Removing the vitreous and especially the scar tissue from the surface of the retina is a delicate process that requires the surgeon to lift and peel strands of scar tissue away from the retina. The surgery may take many hours in severe cases. After the vitreous and the scar tissue are removed, an encircling scleral buckle is placed around the eye. The eye is then filled with air so that the retina is pushed against the back wall of the eye and against the scleral buckle. Once the retina is in place, laser is used to seal the retinal tears, and to form a strong attachment between the retina and the back wall of the eye. At this point, the surgeon may replace the air with a long-acting gas that remains in the eye for many weeks. The vision is always very poor when air or gas is in the eye. The gas keeps the retina pushed up against the eye wall long enough for the laser burns to heal and take hold. In some cases the same effect is achieved with clear silicone oil that is placed into the eye. If oil is placed into the eye, it is usually removed at a later time. Following surgery, it may sometimes be necessary for the patient’s head to be positioned in such a way as to help the gas seal the retinal tears. In some cases, extra injections of gas may be required after the surgery.
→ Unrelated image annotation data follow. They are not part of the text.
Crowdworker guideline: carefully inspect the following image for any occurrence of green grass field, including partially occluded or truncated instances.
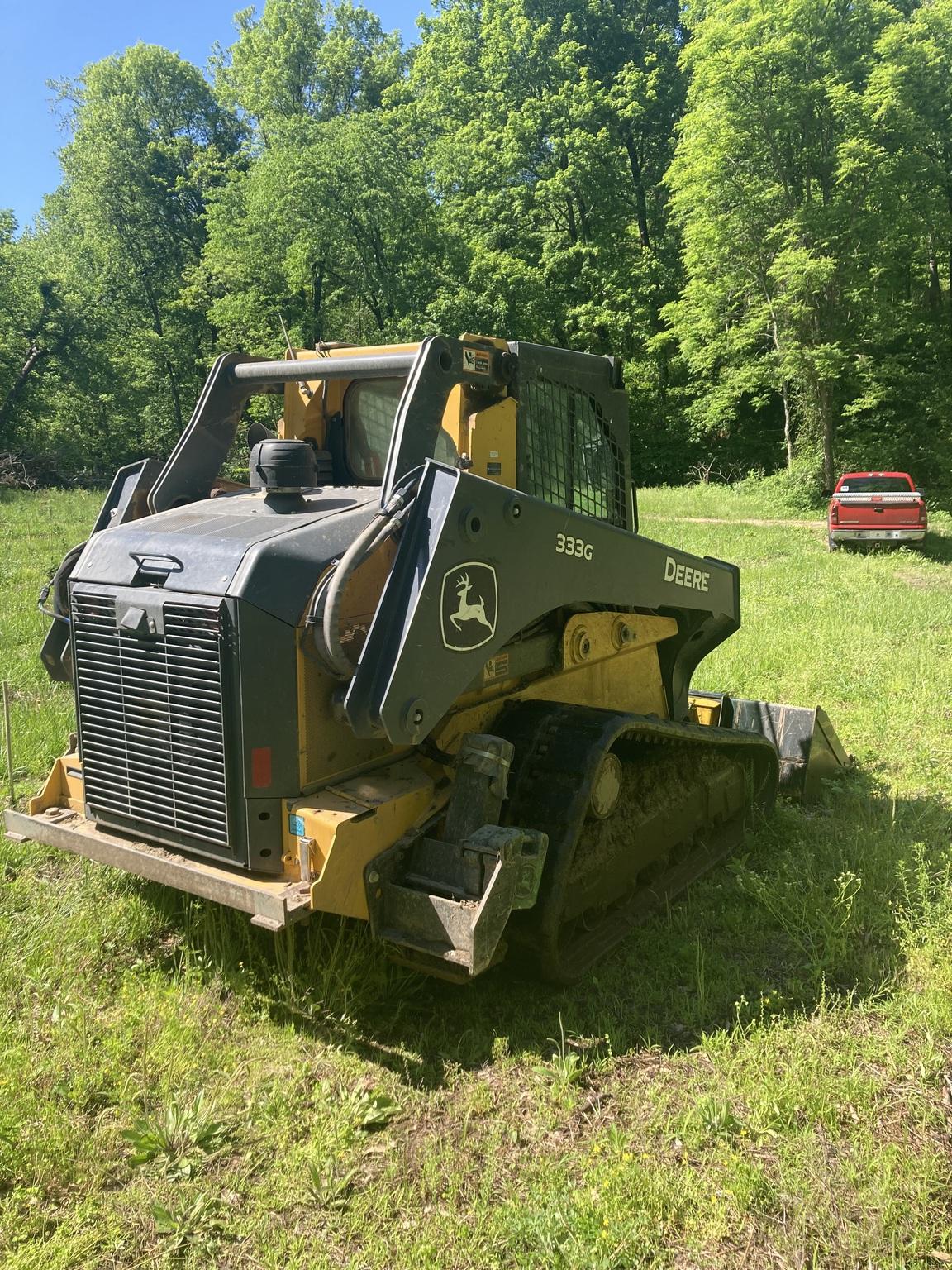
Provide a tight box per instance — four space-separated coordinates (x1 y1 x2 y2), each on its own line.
0 489 952 1270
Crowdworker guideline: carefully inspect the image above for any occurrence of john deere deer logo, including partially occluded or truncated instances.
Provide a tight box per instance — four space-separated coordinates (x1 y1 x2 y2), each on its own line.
439 560 497 653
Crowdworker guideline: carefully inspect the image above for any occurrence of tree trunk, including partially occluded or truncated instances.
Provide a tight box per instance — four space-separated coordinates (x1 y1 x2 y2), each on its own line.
816 384 836 489
781 380 793 469
0 344 50 428
625 132 651 249
317 261 324 348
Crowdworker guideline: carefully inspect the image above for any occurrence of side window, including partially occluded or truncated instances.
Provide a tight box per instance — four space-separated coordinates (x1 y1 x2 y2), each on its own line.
344 380 458 485
344 380 407 485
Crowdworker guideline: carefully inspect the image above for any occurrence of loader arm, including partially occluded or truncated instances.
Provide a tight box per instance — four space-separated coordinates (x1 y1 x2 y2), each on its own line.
344 461 740 744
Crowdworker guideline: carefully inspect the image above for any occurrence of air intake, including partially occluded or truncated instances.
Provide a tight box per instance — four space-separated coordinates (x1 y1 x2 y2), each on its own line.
71 588 231 856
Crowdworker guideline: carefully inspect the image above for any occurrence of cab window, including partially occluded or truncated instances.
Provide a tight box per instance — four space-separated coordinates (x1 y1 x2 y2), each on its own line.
344 380 457 485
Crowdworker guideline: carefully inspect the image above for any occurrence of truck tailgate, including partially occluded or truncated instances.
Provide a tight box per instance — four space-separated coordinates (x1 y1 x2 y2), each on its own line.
833 490 921 530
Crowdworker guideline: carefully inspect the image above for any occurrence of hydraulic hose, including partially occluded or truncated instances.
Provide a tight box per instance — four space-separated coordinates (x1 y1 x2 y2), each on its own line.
321 470 420 680
37 542 86 623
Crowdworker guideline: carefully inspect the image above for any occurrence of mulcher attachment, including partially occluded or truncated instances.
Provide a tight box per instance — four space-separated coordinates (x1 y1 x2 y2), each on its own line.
364 733 547 981
691 692 853 803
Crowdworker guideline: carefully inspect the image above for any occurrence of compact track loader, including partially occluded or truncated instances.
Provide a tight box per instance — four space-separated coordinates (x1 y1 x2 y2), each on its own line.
0 336 847 981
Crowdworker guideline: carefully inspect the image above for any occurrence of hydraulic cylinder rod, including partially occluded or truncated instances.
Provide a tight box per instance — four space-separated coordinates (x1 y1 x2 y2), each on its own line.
230 353 416 384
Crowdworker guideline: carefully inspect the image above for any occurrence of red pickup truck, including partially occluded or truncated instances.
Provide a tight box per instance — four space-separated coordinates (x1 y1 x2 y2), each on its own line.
826 472 928 551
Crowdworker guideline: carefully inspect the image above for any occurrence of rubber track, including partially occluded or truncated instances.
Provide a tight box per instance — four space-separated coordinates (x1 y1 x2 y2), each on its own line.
497 702 778 981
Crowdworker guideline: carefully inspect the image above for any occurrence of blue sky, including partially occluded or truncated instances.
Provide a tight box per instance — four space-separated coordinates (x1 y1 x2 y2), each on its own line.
0 0 429 226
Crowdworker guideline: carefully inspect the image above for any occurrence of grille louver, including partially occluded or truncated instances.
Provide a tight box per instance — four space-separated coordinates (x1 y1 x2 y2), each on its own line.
71 590 228 852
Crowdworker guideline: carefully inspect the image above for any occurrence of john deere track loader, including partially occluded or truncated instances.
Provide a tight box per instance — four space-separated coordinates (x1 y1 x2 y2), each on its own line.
0 336 845 981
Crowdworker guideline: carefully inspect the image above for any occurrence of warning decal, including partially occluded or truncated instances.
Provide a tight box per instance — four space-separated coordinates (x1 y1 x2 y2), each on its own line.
464 344 493 375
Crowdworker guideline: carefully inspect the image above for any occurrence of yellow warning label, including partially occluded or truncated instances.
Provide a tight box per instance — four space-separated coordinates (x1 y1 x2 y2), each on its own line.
483 653 509 683
464 344 493 375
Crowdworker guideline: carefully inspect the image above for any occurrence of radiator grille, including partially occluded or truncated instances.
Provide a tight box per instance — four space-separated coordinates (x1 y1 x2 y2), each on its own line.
71 590 228 848
519 379 627 528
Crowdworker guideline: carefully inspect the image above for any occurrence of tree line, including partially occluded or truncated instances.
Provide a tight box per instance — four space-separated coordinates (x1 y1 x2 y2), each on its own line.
0 0 952 489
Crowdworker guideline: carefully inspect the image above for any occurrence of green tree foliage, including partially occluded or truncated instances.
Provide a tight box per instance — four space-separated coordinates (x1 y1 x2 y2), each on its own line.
0 0 952 484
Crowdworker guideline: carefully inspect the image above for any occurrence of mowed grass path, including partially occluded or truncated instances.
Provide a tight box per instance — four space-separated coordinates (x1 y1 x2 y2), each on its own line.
0 480 952 1270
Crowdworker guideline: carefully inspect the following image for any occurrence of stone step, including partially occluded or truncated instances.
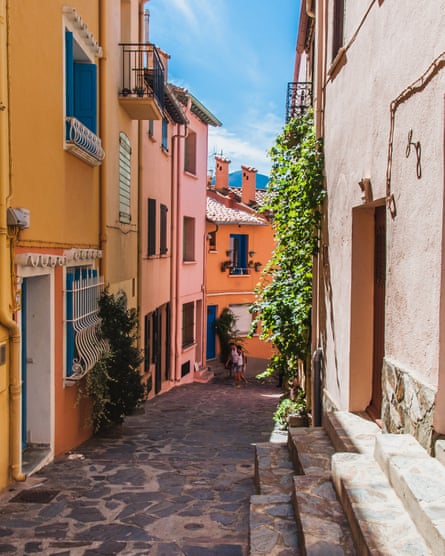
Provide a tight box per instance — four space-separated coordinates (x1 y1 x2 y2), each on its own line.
288 427 356 556
332 453 432 556
293 473 357 556
374 434 445 554
255 442 295 496
323 411 382 455
249 494 302 556
249 442 300 556
288 427 335 475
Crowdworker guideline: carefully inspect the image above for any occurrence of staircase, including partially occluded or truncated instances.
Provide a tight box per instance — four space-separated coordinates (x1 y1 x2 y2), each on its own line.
250 412 445 556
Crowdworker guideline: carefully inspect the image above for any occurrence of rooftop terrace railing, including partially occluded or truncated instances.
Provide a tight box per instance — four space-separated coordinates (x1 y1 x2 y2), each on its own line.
119 43 165 110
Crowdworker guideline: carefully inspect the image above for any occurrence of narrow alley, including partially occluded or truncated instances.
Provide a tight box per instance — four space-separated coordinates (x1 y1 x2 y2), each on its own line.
0 364 286 556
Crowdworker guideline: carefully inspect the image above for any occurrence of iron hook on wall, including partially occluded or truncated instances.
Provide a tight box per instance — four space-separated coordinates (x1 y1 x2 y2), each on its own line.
405 129 422 180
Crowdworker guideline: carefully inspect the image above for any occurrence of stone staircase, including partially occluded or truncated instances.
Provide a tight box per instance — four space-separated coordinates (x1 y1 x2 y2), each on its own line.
250 412 445 556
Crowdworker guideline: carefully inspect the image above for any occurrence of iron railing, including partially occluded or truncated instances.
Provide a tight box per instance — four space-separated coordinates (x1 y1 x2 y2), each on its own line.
65 117 105 166
286 81 312 122
119 43 165 110
65 269 107 381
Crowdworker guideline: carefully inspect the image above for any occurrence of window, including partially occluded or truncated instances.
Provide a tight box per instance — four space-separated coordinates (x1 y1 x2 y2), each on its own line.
162 118 168 151
65 29 97 134
159 204 168 255
119 132 131 224
144 313 152 373
182 216 195 262
332 0 345 60
147 199 156 257
182 301 195 348
207 231 216 251
65 266 105 380
184 130 196 174
229 303 252 336
230 234 249 274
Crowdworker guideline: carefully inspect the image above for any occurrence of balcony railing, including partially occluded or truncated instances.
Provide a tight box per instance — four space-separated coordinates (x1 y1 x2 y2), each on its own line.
286 81 312 122
119 43 165 119
65 117 105 166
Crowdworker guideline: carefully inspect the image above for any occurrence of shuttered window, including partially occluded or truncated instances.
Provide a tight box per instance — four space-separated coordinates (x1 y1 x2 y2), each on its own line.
184 130 196 174
147 199 156 257
65 30 97 134
119 132 131 224
159 204 168 255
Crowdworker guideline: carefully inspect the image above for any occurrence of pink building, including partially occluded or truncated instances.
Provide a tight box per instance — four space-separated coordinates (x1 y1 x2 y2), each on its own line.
140 74 221 397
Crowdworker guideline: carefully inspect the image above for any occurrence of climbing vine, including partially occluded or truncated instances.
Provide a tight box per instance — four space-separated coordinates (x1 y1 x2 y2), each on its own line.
79 290 146 432
251 112 325 390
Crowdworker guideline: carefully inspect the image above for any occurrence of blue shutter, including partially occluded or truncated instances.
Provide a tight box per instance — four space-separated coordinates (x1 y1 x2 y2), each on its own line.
74 62 97 133
65 31 74 116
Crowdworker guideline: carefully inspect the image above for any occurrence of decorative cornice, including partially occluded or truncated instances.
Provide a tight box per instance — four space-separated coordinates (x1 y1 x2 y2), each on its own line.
62 6 103 58
63 249 102 263
14 253 66 268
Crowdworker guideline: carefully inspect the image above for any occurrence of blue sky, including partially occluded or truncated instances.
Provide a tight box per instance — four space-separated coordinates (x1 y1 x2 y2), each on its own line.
146 0 300 174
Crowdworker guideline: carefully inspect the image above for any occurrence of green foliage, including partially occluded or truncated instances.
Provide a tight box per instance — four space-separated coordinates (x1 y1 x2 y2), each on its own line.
81 290 145 432
251 112 325 388
215 307 241 363
273 389 307 429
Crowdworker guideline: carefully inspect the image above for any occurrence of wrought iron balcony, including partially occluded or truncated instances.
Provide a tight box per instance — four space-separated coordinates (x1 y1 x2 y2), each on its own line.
286 81 312 122
119 43 165 120
65 117 105 166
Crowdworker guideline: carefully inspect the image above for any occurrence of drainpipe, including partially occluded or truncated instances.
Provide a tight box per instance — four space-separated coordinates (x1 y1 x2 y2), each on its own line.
170 124 188 382
306 0 315 19
99 0 108 283
0 0 26 481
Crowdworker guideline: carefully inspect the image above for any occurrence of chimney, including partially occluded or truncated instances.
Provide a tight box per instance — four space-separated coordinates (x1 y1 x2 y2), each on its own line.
215 156 230 190
241 166 257 205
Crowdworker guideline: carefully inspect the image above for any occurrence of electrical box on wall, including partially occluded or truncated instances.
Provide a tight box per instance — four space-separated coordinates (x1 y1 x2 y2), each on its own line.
0 342 7 392
8 207 30 230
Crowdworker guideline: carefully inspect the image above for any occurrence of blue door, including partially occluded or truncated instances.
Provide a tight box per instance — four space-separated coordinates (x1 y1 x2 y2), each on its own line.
206 305 217 359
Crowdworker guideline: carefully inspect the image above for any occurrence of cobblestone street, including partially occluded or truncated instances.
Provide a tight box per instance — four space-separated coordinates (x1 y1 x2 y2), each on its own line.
0 371 280 556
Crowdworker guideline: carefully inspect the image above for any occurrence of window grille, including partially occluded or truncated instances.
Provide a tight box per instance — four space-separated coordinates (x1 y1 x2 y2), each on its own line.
119 132 131 224
65 267 107 380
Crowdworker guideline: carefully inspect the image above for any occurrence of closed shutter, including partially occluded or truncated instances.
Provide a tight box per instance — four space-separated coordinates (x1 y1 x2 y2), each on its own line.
74 62 97 133
147 199 156 256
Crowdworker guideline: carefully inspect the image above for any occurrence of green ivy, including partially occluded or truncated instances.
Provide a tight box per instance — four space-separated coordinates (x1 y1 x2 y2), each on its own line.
215 307 243 363
251 112 325 390
80 290 146 432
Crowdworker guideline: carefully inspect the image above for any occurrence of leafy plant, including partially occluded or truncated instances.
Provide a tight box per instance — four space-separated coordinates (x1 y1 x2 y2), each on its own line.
79 290 145 432
215 307 242 363
273 389 307 429
250 112 325 396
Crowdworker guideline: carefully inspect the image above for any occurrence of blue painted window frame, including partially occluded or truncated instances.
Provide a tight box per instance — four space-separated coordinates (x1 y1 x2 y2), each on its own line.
65 29 97 134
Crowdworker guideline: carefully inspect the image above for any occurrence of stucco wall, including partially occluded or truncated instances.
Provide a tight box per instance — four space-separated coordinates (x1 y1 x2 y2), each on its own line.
318 0 445 430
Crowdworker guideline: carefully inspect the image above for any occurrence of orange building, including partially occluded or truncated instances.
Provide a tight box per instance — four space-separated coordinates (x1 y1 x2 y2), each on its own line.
206 156 274 362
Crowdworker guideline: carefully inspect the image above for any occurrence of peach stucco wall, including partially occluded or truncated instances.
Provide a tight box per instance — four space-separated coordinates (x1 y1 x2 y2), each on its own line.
318 0 445 422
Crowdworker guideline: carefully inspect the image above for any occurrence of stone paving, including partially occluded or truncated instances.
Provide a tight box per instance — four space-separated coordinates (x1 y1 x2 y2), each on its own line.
0 364 281 556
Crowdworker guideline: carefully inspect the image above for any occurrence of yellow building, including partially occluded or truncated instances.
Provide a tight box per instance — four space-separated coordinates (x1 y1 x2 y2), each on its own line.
206 156 274 361
0 0 164 489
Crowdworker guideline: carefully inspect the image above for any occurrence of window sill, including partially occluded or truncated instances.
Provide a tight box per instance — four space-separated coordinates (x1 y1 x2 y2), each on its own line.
184 170 198 180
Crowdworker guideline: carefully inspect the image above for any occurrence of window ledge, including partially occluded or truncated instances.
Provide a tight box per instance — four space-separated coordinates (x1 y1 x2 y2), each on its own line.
184 170 198 180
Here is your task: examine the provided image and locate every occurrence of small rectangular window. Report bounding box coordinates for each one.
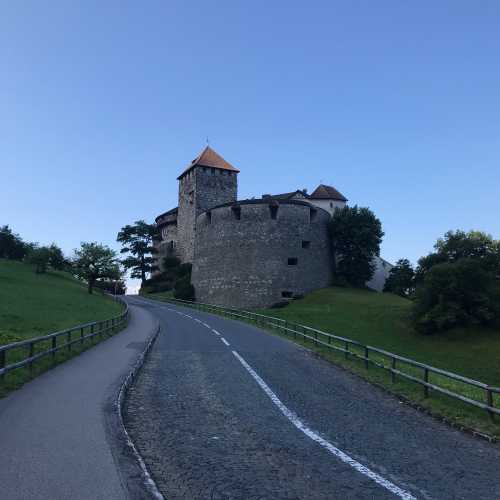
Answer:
[231,207,241,220]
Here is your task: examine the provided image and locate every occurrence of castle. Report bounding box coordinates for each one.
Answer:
[155,146,390,307]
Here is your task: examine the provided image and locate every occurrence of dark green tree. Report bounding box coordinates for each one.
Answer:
[72,242,122,293]
[0,225,29,260]
[329,205,384,287]
[415,230,500,283]
[26,246,50,274]
[384,259,415,297]
[414,258,499,334]
[48,243,67,271]
[116,220,159,286]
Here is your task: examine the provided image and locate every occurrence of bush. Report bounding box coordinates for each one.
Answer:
[414,259,499,334]
[384,259,415,297]
[27,247,51,274]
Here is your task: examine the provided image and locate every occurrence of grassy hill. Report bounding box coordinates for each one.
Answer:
[0,259,122,344]
[259,287,500,385]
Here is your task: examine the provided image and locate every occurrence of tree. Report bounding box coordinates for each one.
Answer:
[415,230,500,283]
[73,242,122,293]
[329,206,384,286]
[0,225,28,260]
[27,246,51,274]
[384,259,415,297]
[116,220,159,286]
[48,243,67,271]
[414,258,499,334]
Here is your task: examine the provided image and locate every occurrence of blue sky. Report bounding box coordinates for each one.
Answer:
[0,0,500,290]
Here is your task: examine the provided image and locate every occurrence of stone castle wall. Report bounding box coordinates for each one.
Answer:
[192,200,332,307]
[177,166,237,262]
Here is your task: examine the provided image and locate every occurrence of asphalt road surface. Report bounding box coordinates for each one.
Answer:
[125,298,500,500]
[0,306,157,500]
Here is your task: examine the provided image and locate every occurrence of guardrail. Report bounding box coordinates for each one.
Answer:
[162,299,500,420]
[0,299,128,381]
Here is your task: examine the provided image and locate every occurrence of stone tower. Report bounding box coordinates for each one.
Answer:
[177,146,239,262]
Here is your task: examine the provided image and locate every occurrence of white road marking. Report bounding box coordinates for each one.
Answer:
[232,350,416,500]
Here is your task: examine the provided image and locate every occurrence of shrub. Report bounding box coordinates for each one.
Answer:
[0,226,29,260]
[384,259,415,297]
[414,259,499,334]
[329,206,384,287]
[27,247,51,274]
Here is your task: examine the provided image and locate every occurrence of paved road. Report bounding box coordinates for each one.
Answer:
[0,307,157,500]
[125,298,500,500]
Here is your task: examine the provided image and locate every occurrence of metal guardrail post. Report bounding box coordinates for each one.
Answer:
[486,387,495,422]
[29,342,35,378]
[51,337,57,364]
[0,351,5,380]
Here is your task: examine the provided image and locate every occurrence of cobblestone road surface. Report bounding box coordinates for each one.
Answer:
[125,298,500,500]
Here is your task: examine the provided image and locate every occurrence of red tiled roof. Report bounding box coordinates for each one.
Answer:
[177,146,239,179]
[309,184,347,201]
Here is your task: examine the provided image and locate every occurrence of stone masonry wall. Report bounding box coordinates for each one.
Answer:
[177,166,237,262]
[192,202,331,308]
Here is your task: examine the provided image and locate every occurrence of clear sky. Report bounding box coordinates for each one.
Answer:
[0,0,500,292]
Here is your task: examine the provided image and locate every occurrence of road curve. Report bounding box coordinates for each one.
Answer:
[0,306,158,500]
[125,297,500,500]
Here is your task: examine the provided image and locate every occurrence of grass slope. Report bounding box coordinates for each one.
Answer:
[0,259,122,344]
[254,287,500,438]
[260,287,500,386]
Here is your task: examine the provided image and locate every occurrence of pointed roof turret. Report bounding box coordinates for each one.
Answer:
[177,146,239,179]
[309,184,347,201]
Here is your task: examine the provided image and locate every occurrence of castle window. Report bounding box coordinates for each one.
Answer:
[231,207,241,220]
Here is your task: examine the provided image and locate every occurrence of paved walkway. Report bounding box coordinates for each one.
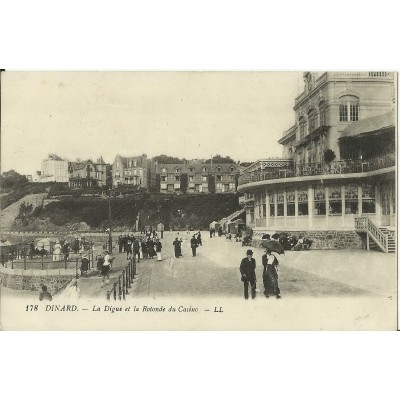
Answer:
[119,233,397,298]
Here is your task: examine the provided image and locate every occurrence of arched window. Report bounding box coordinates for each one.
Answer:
[308,108,318,133]
[299,117,307,139]
[339,96,360,122]
[319,100,326,126]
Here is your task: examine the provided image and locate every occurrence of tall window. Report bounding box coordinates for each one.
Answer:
[329,186,342,215]
[269,192,275,217]
[297,190,308,216]
[344,185,358,214]
[277,193,285,217]
[362,184,376,214]
[339,96,360,122]
[286,192,296,217]
[314,186,326,215]
[308,108,318,133]
[299,117,307,139]
[319,101,326,126]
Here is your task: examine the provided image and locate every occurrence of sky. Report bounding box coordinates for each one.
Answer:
[1,71,303,174]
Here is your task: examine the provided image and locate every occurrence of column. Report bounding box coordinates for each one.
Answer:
[340,185,346,226]
[325,186,329,227]
[308,185,314,228]
[283,189,287,226]
[375,184,382,225]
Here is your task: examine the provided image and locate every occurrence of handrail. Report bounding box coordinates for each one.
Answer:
[239,152,396,185]
[354,217,389,253]
[106,258,136,301]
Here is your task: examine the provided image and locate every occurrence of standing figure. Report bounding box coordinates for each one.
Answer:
[197,232,203,246]
[53,240,61,261]
[125,240,132,260]
[240,249,257,300]
[63,240,69,261]
[142,239,147,259]
[132,239,140,262]
[172,238,182,258]
[118,235,122,253]
[39,285,53,301]
[156,239,162,261]
[262,249,281,299]
[81,254,89,277]
[190,235,198,257]
[101,250,111,287]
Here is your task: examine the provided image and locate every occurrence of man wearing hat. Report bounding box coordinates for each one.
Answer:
[240,249,256,300]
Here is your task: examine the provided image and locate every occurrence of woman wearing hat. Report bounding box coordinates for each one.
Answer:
[240,249,257,300]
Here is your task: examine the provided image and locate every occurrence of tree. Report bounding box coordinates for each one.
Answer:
[206,154,235,164]
[0,169,29,189]
[324,149,336,164]
[153,154,186,164]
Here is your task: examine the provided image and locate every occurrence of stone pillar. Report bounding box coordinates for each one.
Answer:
[283,188,287,226]
[375,184,382,225]
[340,185,346,226]
[308,185,314,228]
[325,186,329,227]
[358,185,362,217]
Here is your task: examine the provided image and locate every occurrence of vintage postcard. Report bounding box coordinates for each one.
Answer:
[0,71,398,330]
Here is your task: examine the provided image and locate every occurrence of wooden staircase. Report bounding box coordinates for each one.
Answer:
[355,217,396,253]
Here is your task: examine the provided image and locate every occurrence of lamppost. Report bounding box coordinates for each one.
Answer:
[108,189,112,254]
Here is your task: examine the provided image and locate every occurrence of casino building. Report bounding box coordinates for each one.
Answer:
[238,71,397,252]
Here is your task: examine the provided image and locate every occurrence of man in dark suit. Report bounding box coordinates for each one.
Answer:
[240,249,256,300]
[190,235,198,257]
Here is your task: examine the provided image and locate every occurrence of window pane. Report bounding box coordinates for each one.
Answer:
[314,201,326,215]
[362,199,376,214]
[269,204,275,217]
[298,203,308,216]
[339,104,347,121]
[287,203,295,217]
[345,200,358,214]
[329,200,342,215]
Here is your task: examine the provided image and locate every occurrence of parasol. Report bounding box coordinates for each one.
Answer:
[263,240,285,254]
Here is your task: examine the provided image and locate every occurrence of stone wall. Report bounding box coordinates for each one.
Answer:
[252,231,366,250]
[0,267,76,294]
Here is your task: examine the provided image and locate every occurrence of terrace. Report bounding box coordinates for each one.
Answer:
[239,152,396,185]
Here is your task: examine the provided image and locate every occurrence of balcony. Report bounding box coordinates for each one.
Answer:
[239,152,396,185]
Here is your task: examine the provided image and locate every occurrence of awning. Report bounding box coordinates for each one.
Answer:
[339,111,395,139]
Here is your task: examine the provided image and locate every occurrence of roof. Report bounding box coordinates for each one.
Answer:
[340,111,395,139]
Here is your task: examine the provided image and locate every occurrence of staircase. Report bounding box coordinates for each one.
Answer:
[355,217,396,253]
[218,208,246,225]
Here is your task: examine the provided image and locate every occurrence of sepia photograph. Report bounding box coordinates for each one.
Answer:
[0,70,398,331]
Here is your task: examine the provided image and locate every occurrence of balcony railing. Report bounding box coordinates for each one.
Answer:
[239,152,396,185]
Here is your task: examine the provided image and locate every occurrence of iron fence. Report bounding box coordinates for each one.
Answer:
[107,258,136,301]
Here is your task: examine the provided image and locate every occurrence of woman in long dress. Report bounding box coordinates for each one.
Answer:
[53,240,61,261]
[156,239,162,261]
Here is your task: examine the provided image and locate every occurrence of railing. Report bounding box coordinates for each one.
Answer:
[239,152,396,185]
[107,258,136,301]
[354,217,389,253]
[1,251,95,276]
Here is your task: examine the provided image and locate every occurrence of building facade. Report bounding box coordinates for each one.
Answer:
[112,154,152,189]
[238,72,397,249]
[38,155,69,182]
[155,160,239,194]
[68,157,111,188]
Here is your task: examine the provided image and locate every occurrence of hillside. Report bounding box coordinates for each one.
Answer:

The chance of successful retinal reattachment with vitrectomy for PVR is about two out of three. The chance of regaining good enough vision just to get around is about 50%. Reading vision rarely returns. It should be clearly understood that the purpose of PVR surgery is to give the patient an eye that would have some vision and could serve as a "spare tire," if the other eye ever loses vision entirely.
It takes the vision a long time to completely recover after a vitrectomy. It is important to know that in some cases the scar tissue may reform after the surgery and cause redetachment of the retina.